Dimming the bulbs 

Looking to tone down the fuzzy orange glow radiating into the night sky, on Dec. 12 Missoula’s City Council will consider a Dark Sky Ordinance that would regulate outdoor lighting. Lou Ann Crowley, the Ward 3 representative who’s been working on the idea for more than a year, cites both practical and abstract reasons for putting a spotlight on the question of what sort of illumination a community allows and encourages. On one hand, there’s the money and energy wasted by the too many and too bright unshielded lights. Scott Davis, chief operating officer for the International Dark Sky Association, says the educational group estimates about $2 billion is wasted annually around the nation on lights that shine up and out.

But there’s also the aesthetic factor. As Missoula grows, the orange glow is escalating both in size and intensity and blunting the night sky. Groups like Missoula’s Western Montana Astronomical Association, especially, are concerned about washing out starlight, and have worked with Crowley to develop the ordinance.

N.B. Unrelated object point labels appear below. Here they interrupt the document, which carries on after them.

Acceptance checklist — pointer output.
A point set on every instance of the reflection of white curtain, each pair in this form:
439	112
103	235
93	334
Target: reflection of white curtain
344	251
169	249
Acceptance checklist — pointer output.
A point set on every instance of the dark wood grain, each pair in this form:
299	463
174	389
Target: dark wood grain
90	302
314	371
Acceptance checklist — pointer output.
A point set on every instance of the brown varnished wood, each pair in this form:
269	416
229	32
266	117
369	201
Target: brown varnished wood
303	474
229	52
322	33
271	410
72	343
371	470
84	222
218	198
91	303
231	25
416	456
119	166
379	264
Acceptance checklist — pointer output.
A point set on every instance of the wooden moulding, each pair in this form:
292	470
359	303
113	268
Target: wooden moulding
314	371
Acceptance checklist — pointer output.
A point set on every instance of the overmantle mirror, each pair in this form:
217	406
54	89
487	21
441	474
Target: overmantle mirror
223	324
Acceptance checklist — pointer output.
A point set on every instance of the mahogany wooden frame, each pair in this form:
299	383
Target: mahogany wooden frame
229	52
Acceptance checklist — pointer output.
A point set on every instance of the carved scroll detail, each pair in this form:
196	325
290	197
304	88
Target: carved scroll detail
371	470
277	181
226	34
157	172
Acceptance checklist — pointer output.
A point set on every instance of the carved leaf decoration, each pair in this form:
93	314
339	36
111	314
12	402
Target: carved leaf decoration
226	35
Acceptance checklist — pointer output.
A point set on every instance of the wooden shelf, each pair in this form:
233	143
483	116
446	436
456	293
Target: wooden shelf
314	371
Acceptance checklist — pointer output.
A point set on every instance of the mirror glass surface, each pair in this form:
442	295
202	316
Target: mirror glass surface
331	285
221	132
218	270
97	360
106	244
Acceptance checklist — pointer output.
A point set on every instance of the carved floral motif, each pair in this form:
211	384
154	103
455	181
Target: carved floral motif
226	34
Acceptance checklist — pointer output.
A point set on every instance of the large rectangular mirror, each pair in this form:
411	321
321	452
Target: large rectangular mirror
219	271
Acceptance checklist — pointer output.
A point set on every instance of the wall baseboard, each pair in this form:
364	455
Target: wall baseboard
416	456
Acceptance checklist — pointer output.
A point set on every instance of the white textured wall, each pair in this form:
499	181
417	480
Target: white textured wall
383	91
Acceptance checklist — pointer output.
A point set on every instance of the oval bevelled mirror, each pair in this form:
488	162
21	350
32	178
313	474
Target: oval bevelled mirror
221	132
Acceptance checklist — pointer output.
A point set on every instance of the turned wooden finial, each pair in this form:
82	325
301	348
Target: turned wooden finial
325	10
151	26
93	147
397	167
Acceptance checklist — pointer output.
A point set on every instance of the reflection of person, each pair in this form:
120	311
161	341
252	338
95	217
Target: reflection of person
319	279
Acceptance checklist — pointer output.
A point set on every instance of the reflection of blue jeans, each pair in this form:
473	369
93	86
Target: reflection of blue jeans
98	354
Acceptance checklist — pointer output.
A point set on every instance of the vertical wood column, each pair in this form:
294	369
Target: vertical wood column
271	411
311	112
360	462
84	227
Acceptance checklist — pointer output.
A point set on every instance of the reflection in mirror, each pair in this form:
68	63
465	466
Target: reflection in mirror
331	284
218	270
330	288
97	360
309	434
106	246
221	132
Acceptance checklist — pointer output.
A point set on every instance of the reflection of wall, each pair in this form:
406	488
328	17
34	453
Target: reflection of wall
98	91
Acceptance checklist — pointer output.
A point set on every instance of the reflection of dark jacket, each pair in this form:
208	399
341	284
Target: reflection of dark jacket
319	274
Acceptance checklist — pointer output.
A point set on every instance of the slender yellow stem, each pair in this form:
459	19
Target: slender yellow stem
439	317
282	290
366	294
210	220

On Dec. 7, the Council was still hashing out ordinance details, like how existing lighting structures would be handled. Crowley says building permits or substantial remodeling projects would likely trigger the necessity of compliance with any new rules, but she doesn’t want to ask for too much, too fast.

“We’re not going to shove it down anyone’s throat,” she says. “We’re going to take it nice and slow.”

Missoula isn’t the only community looking to quell its glow. Whitefish recently drafted a similar but more stringent ordinance requiring compliance within three years, and has held a public meeting to gauge support. One issue that’s already arisen is the city’s own street lamps, which don’t meet ordinance requirements, and would cost an estimated $100,000 to replace. A January meeting is the next step for Whitefish, though Missoula’s ordinance could be approved at Council’s Dec. 12 meeting, following the 7 p.m. public hearing.

“This is about quality of life and the ability to see the nighttime sky,” Crowley says. “We need to get this on the books.”